Читать «Нидерландский шутя. 150 анекдотов для начального чтения» онлайн - страница 4

Сергей Павлик

„Dat is inderdaad bijzonder (это в самом деле особенно),” zegt de jager (говорит охотник), „wat moet die hond kosten (ну и сколько же стоит: «должна стоить» эта собака)?”

„Ja”, zegt de verkoper, „hij is natuurlijk niet goedkoop (да, говорит продавец, она, конечно, не дешевая): 5000 gulden”.

„Wat (что?),” zegt de jager, „5000 gulden voor een hond (5000 гульденов за собаку; vijf – пять; duizend – тысяча) die niet kan zwemmen (которая не умеет плавать)?”

Een jager leest een advertentie in de krant: unieke jachthond te koop. Hij besluit te gaan kijken. De verkoper neemt hem mee naar het hok. De jager kijkt en zegt: „Maar dat is gewoon een labrador”.

„Ja”, zegt de verkoper,” maar deze hond is echt uniek. We zullen wel eens even een stukje gaan jagen”.

De verkoper haalt zijn geweer en de twee lopen met de hond naar het meer toe. De verkoper knalt een eend uit de lucht en de eend valt in het water. De hond loopt over het water naar de eend toe, neemt hem in zijn bek en brengt hem over het water lopend mee terug naar de twee mannen.

„Dat is inderdaad bijzonder”, zegt de jager, „wat moet die hond kosten?”

„Ja”, zegt de verkoper,” hij is natuurlijk niet goedkoop: 5000 gulden”.

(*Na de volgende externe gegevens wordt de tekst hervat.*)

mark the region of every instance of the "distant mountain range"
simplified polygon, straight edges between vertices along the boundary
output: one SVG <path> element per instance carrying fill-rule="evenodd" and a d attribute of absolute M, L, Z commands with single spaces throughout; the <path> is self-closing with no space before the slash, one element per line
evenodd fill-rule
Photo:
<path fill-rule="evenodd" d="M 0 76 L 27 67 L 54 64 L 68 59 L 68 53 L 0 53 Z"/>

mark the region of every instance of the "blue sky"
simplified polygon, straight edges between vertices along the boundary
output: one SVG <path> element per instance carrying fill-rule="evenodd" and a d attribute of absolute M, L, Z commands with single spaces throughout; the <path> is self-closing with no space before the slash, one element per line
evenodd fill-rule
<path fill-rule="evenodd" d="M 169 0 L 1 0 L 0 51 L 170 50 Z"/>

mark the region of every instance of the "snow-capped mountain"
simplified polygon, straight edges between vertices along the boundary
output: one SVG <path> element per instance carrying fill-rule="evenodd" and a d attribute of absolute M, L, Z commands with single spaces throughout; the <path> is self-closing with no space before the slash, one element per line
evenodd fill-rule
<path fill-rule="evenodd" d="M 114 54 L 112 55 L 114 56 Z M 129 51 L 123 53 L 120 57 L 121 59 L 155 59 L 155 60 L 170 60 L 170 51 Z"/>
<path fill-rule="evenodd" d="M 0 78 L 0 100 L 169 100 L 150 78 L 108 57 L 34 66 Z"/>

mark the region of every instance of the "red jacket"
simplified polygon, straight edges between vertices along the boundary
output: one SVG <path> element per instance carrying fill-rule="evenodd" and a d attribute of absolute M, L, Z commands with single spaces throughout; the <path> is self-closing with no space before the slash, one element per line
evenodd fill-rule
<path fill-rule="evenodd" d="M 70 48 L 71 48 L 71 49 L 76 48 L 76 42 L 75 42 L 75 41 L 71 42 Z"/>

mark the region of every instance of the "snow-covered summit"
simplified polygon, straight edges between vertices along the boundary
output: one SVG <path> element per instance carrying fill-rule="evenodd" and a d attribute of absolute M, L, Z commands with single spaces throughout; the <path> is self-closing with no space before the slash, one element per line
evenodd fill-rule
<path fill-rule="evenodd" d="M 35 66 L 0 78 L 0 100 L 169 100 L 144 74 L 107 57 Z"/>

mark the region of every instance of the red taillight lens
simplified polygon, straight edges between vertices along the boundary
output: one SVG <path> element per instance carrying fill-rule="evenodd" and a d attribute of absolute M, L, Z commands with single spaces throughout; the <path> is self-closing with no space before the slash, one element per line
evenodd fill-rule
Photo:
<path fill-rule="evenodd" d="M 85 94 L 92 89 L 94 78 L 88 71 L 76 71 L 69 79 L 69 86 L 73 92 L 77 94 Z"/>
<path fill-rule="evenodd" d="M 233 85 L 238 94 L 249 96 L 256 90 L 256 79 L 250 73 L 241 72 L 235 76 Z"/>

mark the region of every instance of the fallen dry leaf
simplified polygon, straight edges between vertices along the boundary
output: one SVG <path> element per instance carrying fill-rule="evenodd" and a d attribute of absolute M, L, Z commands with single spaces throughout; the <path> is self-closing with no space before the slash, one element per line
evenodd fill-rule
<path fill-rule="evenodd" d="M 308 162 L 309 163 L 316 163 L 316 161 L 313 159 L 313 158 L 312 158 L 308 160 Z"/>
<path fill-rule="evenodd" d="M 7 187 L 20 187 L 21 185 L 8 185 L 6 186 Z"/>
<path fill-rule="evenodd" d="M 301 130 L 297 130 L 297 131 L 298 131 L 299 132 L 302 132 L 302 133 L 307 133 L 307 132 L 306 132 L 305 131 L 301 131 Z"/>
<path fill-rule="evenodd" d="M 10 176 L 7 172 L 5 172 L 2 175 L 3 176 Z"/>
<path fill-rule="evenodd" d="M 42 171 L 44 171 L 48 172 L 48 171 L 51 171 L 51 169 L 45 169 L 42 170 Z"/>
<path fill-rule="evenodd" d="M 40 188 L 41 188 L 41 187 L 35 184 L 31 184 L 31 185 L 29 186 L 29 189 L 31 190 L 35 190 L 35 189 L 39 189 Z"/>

„Wat,” zegt de jager, „5000 gulden voor een hond die niet kan zwemmen?”

Bijten

(Кусаться)

Op de hoek van de straat (на углу улицы) staat een man met een hond naast hem (стоит один мужчина, рядом с ним собака: «с собакой возле него»). Een andere man komt voorbij (другой мужчина проходит мимо), bekijkt de hond (осматривает собаку) en vraagt (и спрашивает): „Bijt uw hond (ваша собака кусается)?”

„Nee,” zegt de man (нет, говорит мужчина).

De ander streelt de hond (другой гладит собаку) en wordt in zijn hand gebeten (и становится укушенным в его руку = и его кусают в руку).

Terwijl hij zijn bloedende hand met een zakdoek verbindt (перевязывая кровоточащую руку носовым платком; terwijl – в то время как, пока) zegt hij kwaad (говорит он зло/сердито): „Ik dacht (я думал = мне показалось; denken – думать) dat jij gezegd had (что ты сказал) dat je hond niet zou bijten (что твоя собака не укусит: «не укусила бы»; zullen – /выражает долженствование, уверенность/: je zult dat laten – тебе не следует этого делать: «следует это оставить»; morgen zal ik vertrekken – завтра я уеду; /условного наклонения/: ik zou uitgaan – я бы вышел)!”

„Dat klopt”, zegt de eerste man (это так, говорит первый; kloppen – хлопать; dat klopt! – это верно!, вот именно!). Maar dit is mijn hond niet (но это не моя собака)”.